Since May is bike month, I figured I would post some thoughts and experiences on my years of bike commuting in Seattle, WA. I consider myself lucky to live in a town that permits this year-round, but I recall standing at the bus-stop in Minneapolis one day when it was about 14 below zero and seeing a grizzled bike commuter pedaling by. I guess this can be done anywhere! That takes me to the first item:
If you want to succeed in biking to work regularly, you have to get through the first month. If your commute is more than a few miles, you may want to start out small and work up. I generally ride 4-5 days a week these days, but when I started out, I did one day a week until that felt ok. Then I stepped it up to two days. After a few weeks of this I went to three, and so on. You will be frustrated at first by lack of energy, weather, bad drivers, bad bikers, etc… After a month, though, you may find that getting in a car is actually more frustrating, and you may find exhilaration in anticipating a nice ride in, or home. There will be days where you hear wind and rain and think “what the hell am I doing riding in this?”, but when you get out in it, it’s not really that bad. Same as skiing – water or snow. You will get wet and/or cold, but you’re still having fun.
You will need to plan a tiny bit more to be a bike commuter – time, clothes, shower are all slightly modified. First off, it takes longer to bike to work (usually). Figure out how much time it takes on a day when you don’t have to be somewhere, or just give yourself way too much time. Keep your main clothes at work. I just bring an undershirt and socks with me. I take a shower before I leave. It’s generally cool in the morning, so I don’t break too much of a sweat on the way in. Nothing a good towel won’t take care of. I keep a week’s worth of pants and 2-weeks worth of shirts in the office. I launder these at a dry cleaner, but have brought bundles home via car/bus on my rest days. Remember – if you’re in an office job, you can generally get multiple wears out of a set of clothes between washes.
Find and Vary Routes
I have 3 or 4 routes I take regularly. There is the short-direct shot into work; the meandering coffee shop route; the long scenic route; the mostly trail route. It really helps to have options as it makes the trips fun, and not tedious. If you don’t like your route, take a different option, and don’t worry if it adds miles. My shortest route is 7.5 miles, and the longest route is over 13 miles one way. I can be just as tired after either of them, and all of them get me where I’m going.
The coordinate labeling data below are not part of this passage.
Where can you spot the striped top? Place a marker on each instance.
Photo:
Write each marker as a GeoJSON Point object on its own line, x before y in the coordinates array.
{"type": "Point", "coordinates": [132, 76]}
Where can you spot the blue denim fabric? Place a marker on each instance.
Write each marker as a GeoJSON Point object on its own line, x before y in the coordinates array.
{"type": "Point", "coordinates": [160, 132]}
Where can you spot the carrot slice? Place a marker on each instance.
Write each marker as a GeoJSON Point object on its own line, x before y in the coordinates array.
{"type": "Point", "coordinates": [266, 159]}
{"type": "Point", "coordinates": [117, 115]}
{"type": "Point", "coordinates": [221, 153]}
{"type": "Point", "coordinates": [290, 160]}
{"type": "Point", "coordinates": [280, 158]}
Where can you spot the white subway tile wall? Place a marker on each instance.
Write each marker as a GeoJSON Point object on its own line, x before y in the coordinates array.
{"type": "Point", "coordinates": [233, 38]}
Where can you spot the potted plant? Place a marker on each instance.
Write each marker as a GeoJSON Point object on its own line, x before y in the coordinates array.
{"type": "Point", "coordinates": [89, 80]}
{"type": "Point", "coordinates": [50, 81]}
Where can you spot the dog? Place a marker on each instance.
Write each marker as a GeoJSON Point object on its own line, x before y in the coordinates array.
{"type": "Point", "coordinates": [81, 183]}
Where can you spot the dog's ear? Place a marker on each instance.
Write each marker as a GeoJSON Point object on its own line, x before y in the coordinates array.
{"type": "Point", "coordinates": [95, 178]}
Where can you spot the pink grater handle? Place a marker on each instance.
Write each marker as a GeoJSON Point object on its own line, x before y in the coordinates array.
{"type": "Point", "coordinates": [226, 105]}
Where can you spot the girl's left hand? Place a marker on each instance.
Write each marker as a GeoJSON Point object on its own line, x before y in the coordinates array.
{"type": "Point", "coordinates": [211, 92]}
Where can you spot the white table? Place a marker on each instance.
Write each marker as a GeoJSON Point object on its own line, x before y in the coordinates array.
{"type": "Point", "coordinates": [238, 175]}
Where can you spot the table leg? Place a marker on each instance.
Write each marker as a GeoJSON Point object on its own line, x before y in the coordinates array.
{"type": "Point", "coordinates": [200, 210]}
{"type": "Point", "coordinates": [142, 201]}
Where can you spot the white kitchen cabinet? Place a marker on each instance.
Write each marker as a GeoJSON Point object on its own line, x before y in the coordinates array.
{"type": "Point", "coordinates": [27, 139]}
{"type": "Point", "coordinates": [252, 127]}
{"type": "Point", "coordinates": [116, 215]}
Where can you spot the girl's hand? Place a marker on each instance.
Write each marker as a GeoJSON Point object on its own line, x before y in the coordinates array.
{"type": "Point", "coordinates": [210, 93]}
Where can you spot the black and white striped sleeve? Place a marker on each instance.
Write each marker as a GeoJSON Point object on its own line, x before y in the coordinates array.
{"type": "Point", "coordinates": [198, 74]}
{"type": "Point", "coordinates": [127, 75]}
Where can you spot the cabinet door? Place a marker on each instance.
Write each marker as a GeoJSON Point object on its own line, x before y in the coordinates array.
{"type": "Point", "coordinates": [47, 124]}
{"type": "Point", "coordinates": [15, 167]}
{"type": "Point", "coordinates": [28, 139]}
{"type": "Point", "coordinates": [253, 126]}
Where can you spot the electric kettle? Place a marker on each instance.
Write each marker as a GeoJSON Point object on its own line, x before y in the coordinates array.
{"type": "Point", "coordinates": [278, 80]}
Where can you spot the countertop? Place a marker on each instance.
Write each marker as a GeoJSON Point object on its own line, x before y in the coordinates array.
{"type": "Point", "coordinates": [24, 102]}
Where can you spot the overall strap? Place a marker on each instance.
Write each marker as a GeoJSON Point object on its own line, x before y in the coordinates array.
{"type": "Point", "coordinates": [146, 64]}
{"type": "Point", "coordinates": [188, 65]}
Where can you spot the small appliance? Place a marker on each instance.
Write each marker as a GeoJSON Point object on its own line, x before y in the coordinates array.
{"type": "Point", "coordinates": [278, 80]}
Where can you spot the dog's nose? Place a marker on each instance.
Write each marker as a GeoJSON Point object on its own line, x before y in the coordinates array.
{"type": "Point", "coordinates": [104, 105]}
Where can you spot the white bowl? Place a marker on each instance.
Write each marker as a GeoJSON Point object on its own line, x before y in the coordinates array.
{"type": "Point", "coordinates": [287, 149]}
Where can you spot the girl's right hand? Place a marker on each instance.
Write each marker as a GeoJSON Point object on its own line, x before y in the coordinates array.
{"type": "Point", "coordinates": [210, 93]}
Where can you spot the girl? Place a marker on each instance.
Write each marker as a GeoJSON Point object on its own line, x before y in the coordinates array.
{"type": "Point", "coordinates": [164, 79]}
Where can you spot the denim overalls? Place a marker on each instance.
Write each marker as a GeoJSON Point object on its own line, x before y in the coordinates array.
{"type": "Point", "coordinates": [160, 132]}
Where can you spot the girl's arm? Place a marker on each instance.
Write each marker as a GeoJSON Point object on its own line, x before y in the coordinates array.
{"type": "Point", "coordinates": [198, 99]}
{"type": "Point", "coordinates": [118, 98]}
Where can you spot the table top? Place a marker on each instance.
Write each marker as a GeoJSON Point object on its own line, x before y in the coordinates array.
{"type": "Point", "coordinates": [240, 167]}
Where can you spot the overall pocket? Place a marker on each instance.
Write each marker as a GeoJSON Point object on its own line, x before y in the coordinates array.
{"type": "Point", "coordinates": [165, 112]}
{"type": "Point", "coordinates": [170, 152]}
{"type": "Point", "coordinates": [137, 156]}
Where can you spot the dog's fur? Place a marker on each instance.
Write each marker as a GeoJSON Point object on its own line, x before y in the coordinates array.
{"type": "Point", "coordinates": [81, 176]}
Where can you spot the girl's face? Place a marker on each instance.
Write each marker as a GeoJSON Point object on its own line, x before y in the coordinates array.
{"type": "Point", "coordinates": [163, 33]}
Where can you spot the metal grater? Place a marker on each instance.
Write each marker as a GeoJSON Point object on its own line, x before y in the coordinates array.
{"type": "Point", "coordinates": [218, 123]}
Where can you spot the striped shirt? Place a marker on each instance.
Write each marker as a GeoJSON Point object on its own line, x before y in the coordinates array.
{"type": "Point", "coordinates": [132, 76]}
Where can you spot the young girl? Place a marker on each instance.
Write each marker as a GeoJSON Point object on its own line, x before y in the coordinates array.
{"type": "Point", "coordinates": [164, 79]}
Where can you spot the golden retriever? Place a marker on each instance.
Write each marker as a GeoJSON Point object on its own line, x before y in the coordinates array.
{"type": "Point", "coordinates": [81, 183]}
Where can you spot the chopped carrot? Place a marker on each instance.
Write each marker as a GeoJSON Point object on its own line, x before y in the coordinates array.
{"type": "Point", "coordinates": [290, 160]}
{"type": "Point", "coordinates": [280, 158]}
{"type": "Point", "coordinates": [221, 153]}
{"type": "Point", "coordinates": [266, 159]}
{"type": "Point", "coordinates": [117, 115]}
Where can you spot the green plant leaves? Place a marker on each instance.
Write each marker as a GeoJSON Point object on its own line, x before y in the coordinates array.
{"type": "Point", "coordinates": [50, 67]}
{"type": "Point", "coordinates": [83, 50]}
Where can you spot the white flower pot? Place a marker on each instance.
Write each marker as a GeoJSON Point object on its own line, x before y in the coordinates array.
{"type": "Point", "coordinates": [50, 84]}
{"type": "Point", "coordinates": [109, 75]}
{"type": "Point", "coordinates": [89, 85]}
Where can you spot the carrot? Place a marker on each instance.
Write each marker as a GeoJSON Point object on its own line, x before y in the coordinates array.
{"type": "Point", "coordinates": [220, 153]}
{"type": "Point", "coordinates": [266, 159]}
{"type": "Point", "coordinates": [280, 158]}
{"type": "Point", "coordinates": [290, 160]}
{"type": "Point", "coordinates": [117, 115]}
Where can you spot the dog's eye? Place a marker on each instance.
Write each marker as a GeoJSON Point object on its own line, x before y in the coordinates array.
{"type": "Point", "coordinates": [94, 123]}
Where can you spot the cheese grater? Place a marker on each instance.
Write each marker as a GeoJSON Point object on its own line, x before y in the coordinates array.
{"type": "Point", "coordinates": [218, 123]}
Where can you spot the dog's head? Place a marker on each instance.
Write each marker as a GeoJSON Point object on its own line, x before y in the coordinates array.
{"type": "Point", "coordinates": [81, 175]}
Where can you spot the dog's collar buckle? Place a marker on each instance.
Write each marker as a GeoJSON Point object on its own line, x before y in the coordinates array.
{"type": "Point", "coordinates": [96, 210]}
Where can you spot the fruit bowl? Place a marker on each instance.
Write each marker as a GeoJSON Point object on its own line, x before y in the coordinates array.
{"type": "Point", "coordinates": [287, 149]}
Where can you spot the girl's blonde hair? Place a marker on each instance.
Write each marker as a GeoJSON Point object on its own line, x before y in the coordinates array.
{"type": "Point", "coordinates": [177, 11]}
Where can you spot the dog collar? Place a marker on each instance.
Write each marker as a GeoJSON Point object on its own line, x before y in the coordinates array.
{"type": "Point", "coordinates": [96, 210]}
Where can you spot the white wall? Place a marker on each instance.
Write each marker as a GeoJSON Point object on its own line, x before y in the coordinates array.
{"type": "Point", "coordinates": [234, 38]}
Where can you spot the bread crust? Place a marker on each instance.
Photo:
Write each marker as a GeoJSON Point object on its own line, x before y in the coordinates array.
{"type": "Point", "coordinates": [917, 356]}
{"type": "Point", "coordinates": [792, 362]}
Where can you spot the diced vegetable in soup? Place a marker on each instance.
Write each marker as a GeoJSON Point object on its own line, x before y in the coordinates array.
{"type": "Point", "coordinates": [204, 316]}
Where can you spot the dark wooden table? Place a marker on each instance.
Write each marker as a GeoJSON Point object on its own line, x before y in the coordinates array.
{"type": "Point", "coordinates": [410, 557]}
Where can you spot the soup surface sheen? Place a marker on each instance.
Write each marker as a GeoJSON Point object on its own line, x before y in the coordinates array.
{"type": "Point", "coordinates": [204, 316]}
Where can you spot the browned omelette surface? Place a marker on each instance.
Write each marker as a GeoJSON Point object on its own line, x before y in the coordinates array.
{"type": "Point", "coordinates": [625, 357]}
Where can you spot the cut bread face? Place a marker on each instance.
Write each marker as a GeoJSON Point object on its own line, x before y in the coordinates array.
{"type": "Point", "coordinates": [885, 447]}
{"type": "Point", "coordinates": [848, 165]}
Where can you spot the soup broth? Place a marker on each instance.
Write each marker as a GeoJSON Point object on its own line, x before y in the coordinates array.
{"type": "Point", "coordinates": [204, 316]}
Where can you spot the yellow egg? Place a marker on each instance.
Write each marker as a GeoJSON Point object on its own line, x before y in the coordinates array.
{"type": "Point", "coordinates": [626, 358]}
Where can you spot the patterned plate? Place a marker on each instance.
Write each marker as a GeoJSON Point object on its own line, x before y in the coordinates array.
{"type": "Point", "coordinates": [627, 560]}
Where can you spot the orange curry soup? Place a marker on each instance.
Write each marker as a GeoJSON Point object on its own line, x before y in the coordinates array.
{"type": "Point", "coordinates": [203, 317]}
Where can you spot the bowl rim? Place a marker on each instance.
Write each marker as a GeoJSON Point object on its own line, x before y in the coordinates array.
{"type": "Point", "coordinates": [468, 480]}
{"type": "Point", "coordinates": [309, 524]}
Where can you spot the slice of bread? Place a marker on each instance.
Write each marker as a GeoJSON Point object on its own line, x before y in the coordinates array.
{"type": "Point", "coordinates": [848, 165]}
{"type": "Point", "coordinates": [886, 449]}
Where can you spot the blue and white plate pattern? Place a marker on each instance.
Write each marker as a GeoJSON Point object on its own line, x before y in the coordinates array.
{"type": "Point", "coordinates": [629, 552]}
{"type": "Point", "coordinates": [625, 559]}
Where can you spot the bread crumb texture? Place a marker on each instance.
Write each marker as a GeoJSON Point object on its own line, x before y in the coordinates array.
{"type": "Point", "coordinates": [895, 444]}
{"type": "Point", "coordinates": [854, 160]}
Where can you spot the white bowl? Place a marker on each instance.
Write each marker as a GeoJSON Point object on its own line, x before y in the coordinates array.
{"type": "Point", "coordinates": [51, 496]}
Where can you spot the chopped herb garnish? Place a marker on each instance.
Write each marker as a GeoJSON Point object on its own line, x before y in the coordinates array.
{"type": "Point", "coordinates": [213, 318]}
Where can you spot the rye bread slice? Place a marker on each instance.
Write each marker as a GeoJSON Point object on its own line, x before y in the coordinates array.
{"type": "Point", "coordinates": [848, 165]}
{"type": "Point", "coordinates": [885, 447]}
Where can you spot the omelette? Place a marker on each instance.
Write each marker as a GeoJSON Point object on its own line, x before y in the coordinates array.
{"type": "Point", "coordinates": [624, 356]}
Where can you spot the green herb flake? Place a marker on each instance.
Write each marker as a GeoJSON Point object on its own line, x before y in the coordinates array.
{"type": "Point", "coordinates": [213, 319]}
There is nothing quite as satisfying as passing a lot of traffic that is gridlocked due to a game or other random event. On a bike you have endless options!
I hope this helps – commuting by bike is really rewarding in health, stress-relief, and giving you time to think or wind down on the way home. It is a great way to turn a stressful activity on its head, and get something beneficial out of the time you may be spending in traffic.